Re: Ceph RGW performance guidelines

[Date Prev][Date Next][Thread Prev][Thread Next][Date Index][Thread Index]

 




> Hello Ceph Community!
> 
> I have the following very interesting problem, for which I found no clear
> guidelines upstream so I am hoping to get some input from the mailing list.
> I have a 6PB cluster in operation which is currently half full. The cluster
> has around 1K OSD, and the RGW data pool  has 4096 pgs (and pgp_num).

Even without specifics I can tell you that pg_num is waaaaaaaaaaaaaay too low.

Please send

`ceph -s`
`ceph osd tree | head -30`
`ceph osd df | head -10`
`ceph -v`

Also, tell us what media your index and bucket OSDs are on.

> The issue is as follows:
> Let's say that we have 10 million small objects (4MB) each.

In RGW terms, those are large objects.  Small objects would be 4KB.

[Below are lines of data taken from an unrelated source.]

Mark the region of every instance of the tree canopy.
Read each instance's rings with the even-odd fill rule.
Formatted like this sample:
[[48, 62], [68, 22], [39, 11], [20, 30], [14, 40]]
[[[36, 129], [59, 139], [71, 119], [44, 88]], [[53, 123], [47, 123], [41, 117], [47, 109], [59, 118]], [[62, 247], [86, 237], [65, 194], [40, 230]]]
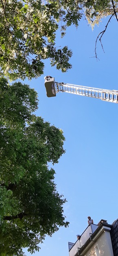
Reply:
[[55, 172], [64, 153], [61, 130], [33, 114], [37, 107], [34, 89], [0, 79], [0, 254], [33, 253], [45, 236], [60, 226], [66, 199], [57, 191]]
[[14, 81], [37, 77], [48, 58], [66, 72], [72, 52], [56, 44], [59, 28], [63, 36], [82, 17], [93, 26], [108, 15], [117, 19], [117, 10], [116, 0], [0, 0], [0, 74]]

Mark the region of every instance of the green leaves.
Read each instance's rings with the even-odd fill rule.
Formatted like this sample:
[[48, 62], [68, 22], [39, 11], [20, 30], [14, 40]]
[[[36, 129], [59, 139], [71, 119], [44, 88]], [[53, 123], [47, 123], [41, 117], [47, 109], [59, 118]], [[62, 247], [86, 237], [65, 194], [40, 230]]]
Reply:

> 1)Is there a performance difference *when fetching* between storing all 10
> million objects in one bucket and storing 1 million in 10 buckets?

Larger buckets will generally be slower for some things, but if you’re on Reef, and your bucket wasn’t created on an older release, 10 million shouldn’t be too bad.  Listing larger buckets will always be increasingly slower.  

> There
> should be "some" because of the different number of pgs in use, in the 2
> scenarios but it is very hard to quantify.
> 
> 2) What if I have 100 million objects? Is there some theoretical limit /
> guideline on the number of objects that I should have in a bucket before I
> see performance drops?

At that point, you might consider indexless buckets, if your client/application can keep track of objects in its own DB.

With dynamic sharding (assuming you have it enabled), RGW defaults to 100,000 objects per shard and 1999 max shards, so I *think* that after 199M objects in a bucket it won’t auto-reshard.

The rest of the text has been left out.